I got my own bedroom when I was 8 years old. I no longer had to share a bedroom with my brother or my grandmother. The catch was I had to move to Mountain Brook to get that bedroom. I could have been moving to the Wonderful World of Disney and I didn’t care. I was leaving my only best friend in the world that lived next door and all my friends at Shades Mountain Elementary. Even though I was somewhat of an introvert and could only silently participate in those friendships that happened around me, I still considered them my friends. Denise whose parents wouldn’t let her take her toys anywhere with her in order to keep them clean- so we destroyed mine. Eddie who walked around barefoot in the dead of winter. And my best friend Barbara who also had a little brother.
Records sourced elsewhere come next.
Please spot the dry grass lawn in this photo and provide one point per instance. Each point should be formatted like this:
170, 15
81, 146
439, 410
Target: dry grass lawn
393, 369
She loved to tell me stuff to do to my brother – and he always ended up hurt somehow. She was happy so I was happy.
So I got a new pink bedroom with double closets and a adjoining bathroom which I shared with my brother. His room was smaller and had one closet. My mother seemed to think it would make me happy that he had the smaller room. I don’t remember much satisfaction from that because I was bereft. I was losing my place in a group of people that I am not really sure ever considered me part of the group!
My mother’s taste and the memory of her taste remind me of those decorating magazines with elegant simple spare rooms with tasteful fabrics. I wanted a bedroom the color of the ocean. And if they had had lots of sparkles in the dark ages, I am sure that I would have gone for those along with pictures of mermaids and fish. She would not have that. I had some stately pink and white curtains on the side of my bed with butterflies. Very sedate and lady like. Later as the 60’s progressed, she got me a lime green wicker chair with curly cues that my friends subsequently broke off the chair one by one. It was slow shedding of coolness. She got me a beautiful baby blue corduroy love seat which became the resting place of my giant raggedy Ann doll and everything else that might need putting away. It was a comfort to me to wake in the middle of the night and see RA’s big eyes staring off into space.
I had a turntable and some speakers as I got older so I could listen to my favorite records- musicals- Camelot, My Fair Lady and South Pacific. I escaped to my room whenever possible. My grandmother spent 6 months out of the year with us and she was blind and a wee bit of a binge drinker. We had a lock on our liquor cabinet but she always managed to sneak in the kitchen for an extra Manhattan while my parents were focused on Chet Huntly and David Brinkley. My brother and I were not allowed to talk during the news but my grandmother would say “what did he say?” or make a comment and no one corrected her. By the end of the evening she was squatting in front of the television to watch with the fraction of one eye that she had left and commenting on every scene.
My father took up gardening as a hobby and later golf- I am sure to get away from the conversations.
My mother just got angrier and angrier. It was her mother after all and I guess her duty to react.
So my room became a very nice place to be. I could imagine that they were all getting along and I could read or listen to music or talk on the phone.